After all the wasted test-prep hours and Common Core testing madness...

"We've been writing and meeting with ISBE officials for over two years to stop this madness. We've told them that our technology isn't ready, our Common Core curriculum isn't ready and the test will be hurting kids," said Argo Community High School District 217 Superintendent Kevin O'Mara, who also is president of the Illinois High School District Organization.

The results from last spring's PARRC exams are dismal by anyone's standards.


No, your eyes aren't deceiving you. Statewide, even counting the wealthy high-scoring districts, selective-enrollment schools and privately-run charters, we're seeing single digits (2% of 3rd graders, 5% of high school students) in numbers of kids exceeding expected measurable outcomes in language arts/literacy. Nearly 70% fail rate across the state.

I'm still waiting to see how this breaks out in Chicago and by race and special ed. 

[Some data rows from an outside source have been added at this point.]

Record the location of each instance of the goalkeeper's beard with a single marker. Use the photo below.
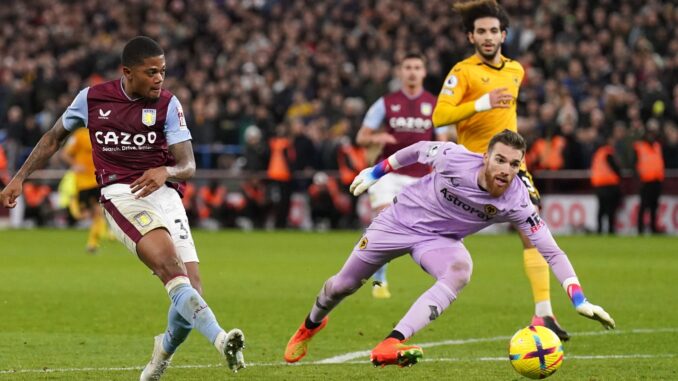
(488, 56)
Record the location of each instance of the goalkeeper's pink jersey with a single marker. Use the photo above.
(450, 203)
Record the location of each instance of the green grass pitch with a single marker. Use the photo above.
(69, 316)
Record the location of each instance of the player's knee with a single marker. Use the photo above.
(341, 286)
(458, 275)
(169, 268)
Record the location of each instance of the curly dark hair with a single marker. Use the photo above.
(472, 10)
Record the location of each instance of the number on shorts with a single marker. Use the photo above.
(528, 184)
(182, 227)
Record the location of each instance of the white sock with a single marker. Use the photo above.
(221, 337)
(543, 308)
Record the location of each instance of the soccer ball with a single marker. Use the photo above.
(535, 352)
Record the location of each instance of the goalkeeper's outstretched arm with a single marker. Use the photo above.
(415, 153)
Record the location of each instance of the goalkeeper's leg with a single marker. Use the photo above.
(354, 273)
(537, 271)
(451, 266)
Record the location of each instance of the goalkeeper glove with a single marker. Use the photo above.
(368, 176)
(363, 181)
(594, 312)
(583, 307)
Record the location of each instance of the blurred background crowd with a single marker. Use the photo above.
(251, 73)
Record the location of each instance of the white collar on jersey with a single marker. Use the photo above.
(123, 91)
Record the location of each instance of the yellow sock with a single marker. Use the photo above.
(537, 271)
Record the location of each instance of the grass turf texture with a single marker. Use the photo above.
(94, 317)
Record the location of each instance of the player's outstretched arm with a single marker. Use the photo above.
(447, 112)
(154, 178)
(47, 146)
(185, 167)
(584, 307)
(540, 235)
(421, 152)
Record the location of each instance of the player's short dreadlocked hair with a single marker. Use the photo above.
(509, 138)
(472, 10)
(138, 49)
(413, 54)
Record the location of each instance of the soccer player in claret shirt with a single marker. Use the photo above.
(479, 95)
(465, 193)
(143, 154)
(406, 118)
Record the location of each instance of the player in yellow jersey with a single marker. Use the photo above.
(78, 154)
(479, 96)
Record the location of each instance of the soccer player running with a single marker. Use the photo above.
(407, 113)
(465, 193)
(78, 154)
(479, 96)
(143, 154)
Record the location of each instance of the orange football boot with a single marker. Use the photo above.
(298, 344)
(393, 352)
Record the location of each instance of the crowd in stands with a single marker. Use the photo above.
(302, 73)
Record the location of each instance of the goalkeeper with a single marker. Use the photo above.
(465, 193)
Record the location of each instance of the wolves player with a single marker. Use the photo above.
(465, 193)
(407, 113)
(479, 96)
(142, 154)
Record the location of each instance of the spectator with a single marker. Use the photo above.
(670, 145)
(606, 180)
(650, 169)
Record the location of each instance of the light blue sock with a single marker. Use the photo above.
(177, 330)
(380, 275)
(193, 308)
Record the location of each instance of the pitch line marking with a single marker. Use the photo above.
(349, 358)
(440, 359)
(354, 355)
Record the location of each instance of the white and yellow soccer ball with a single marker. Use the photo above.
(535, 352)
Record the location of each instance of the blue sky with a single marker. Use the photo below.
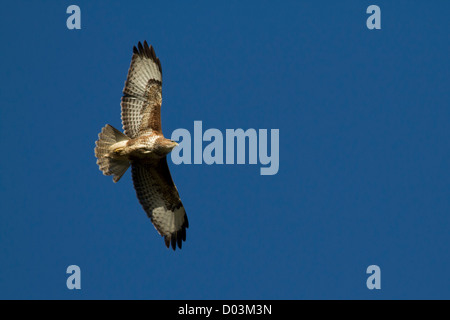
(364, 154)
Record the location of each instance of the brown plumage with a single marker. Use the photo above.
(143, 146)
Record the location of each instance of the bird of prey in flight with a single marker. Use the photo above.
(143, 146)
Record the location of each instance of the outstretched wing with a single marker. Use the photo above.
(159, 198)
(141, 102)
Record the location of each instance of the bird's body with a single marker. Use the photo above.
(143, 146)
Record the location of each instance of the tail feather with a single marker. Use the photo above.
(107, 164)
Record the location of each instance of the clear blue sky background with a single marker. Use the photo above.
(364, 150)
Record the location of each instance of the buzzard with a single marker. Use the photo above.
(143, 146)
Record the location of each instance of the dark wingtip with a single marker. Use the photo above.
(177, 238)
(148, 52)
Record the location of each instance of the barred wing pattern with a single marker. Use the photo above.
(160, 199)
(142, 92)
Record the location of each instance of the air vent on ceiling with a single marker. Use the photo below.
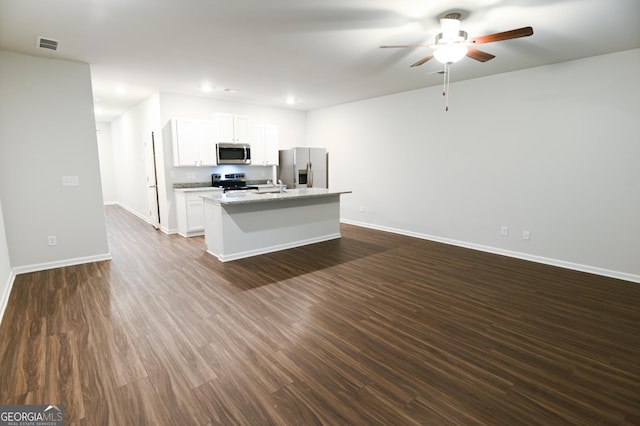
(48, 43)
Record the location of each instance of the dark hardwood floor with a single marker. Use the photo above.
(374, 328)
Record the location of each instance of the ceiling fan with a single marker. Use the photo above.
(452, 45)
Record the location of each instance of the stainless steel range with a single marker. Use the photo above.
(231, 182)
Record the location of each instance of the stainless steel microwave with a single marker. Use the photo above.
(233, 153)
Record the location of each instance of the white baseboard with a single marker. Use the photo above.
(5, 295)
(60, 263)
(518, 255)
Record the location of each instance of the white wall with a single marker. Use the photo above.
(6, 274)
(47, 131)
(108, 174)
(154, 114)
(553, 150)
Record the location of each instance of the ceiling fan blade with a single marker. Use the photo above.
(422, 61)
(506, 35)
(402, 46)
(479, 55)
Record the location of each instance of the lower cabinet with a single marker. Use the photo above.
(190, 212)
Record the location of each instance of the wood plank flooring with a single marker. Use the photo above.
(374, 328)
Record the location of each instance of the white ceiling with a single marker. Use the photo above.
(322, 52)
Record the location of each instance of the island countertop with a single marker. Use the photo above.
(261, 196)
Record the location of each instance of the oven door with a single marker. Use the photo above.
(229, 153)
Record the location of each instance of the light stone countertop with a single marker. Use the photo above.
(243, 197)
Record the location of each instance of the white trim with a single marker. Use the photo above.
(518, 255)
(5, 296)
(61, 263)
(265, 250)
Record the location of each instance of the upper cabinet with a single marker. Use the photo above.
(194, 142)
(264, 145)
(232, 128)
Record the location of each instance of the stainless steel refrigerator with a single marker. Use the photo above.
(303, 168)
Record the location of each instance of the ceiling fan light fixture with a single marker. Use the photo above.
(449, 53)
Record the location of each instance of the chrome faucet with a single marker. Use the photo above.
(279, 186)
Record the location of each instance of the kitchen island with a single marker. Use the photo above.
(244, 223)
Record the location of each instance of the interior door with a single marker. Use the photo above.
(152, 181)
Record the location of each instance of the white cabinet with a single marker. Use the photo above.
(232, 128)
(190, 211)
(194, 142)
(264, 145)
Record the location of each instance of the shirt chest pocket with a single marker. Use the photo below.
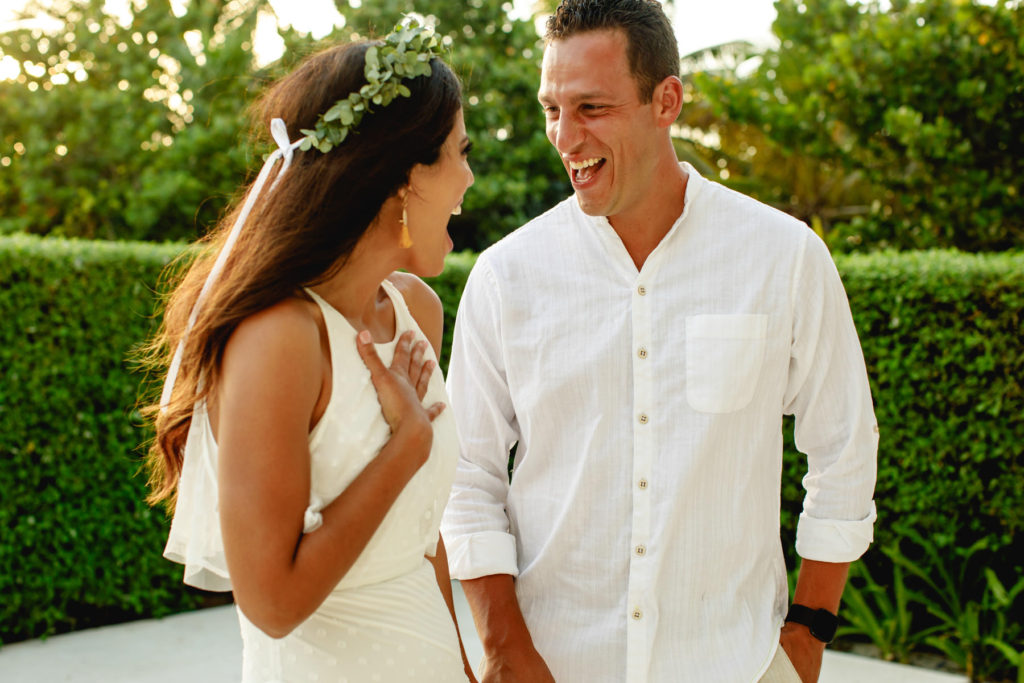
(724, 354)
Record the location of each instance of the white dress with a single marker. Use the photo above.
(386, 620)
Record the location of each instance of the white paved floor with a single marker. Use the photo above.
(205, 647)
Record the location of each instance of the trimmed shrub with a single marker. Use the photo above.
(941, 333)
(79, 546)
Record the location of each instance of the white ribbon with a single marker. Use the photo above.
(286, 150)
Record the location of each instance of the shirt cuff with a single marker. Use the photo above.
(481, 554)
(834, 540)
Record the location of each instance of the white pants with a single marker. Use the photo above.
(781, 670)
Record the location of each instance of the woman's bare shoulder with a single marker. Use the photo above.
(423, 303)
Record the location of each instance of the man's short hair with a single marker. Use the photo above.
(650, 43)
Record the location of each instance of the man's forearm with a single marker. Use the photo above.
(496, 612)
(820, 585)
(509, 654)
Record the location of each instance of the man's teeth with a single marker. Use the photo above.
(580, 165)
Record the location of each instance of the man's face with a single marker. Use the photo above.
(604, 135)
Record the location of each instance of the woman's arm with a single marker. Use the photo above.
(439, 560)
(271, 379)
(425, 306)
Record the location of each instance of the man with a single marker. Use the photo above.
(639, 344)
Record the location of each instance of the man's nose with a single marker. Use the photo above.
(567, 134)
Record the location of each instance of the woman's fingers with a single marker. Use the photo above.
(435, 410)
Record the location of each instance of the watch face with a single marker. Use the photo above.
(821, 623)
(823, 626)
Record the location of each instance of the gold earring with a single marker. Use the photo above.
(404, 241)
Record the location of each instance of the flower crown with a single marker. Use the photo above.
(406, 53)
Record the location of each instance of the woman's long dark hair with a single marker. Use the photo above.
(299, 233)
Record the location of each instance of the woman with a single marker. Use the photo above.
(302, 430)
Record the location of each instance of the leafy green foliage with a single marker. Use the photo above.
(952, 601)
(126, 131)
(941, 334)
(916, 112)
(81, 547)
(518, 174)
(137, 131)
(406, 53)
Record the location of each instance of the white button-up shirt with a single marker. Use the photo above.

Millions of dollars spent on Common Core and PARRC testing (you're welcome Pearson). Thousands of classroom hours diverted away from teaching/learning and into testing and test prep. School districts threatened with loss of funding if parents opted-out. Teachers evaluated, paid, promoted and fired, using skewed value-added formulas based on students' test scores. And most importantly, nearly all of Illinois' 2 million students set up for failure.

The fallout could be disastrous. Early test failure usually leads to more kids dropping out. Chicago's school population is already down 100,000 students from a year ago.  

This is what decades of corporate-style "reform" and years of No Child Left Behind and Race To The Top has left us with. Thank you Margaret Spellings and Arne Duncan

This isn't about failing schools or bad teachers. It's about a failed system with failed leadership. It's also about rising conditions of concentrated child and family poverty and the under-funding of schools.

Rauner's new state schools chief, Tony Smith, thinks this is all great. "A new baseline" he says, with the admonition that the scores should not be used to "shame or punish". Where has he been these past two decades? That's all they've been used for. 

Parents who opted-out were spot on. Subjecting children to hours of standardized testing when everyone knew the game was rigged, served no educative purpose. It's too bad there weren't more. Maybe next time there will be enough to stop the gears from turning. 

Let's get behind Rep. Guzzardi's Opt-Out bill.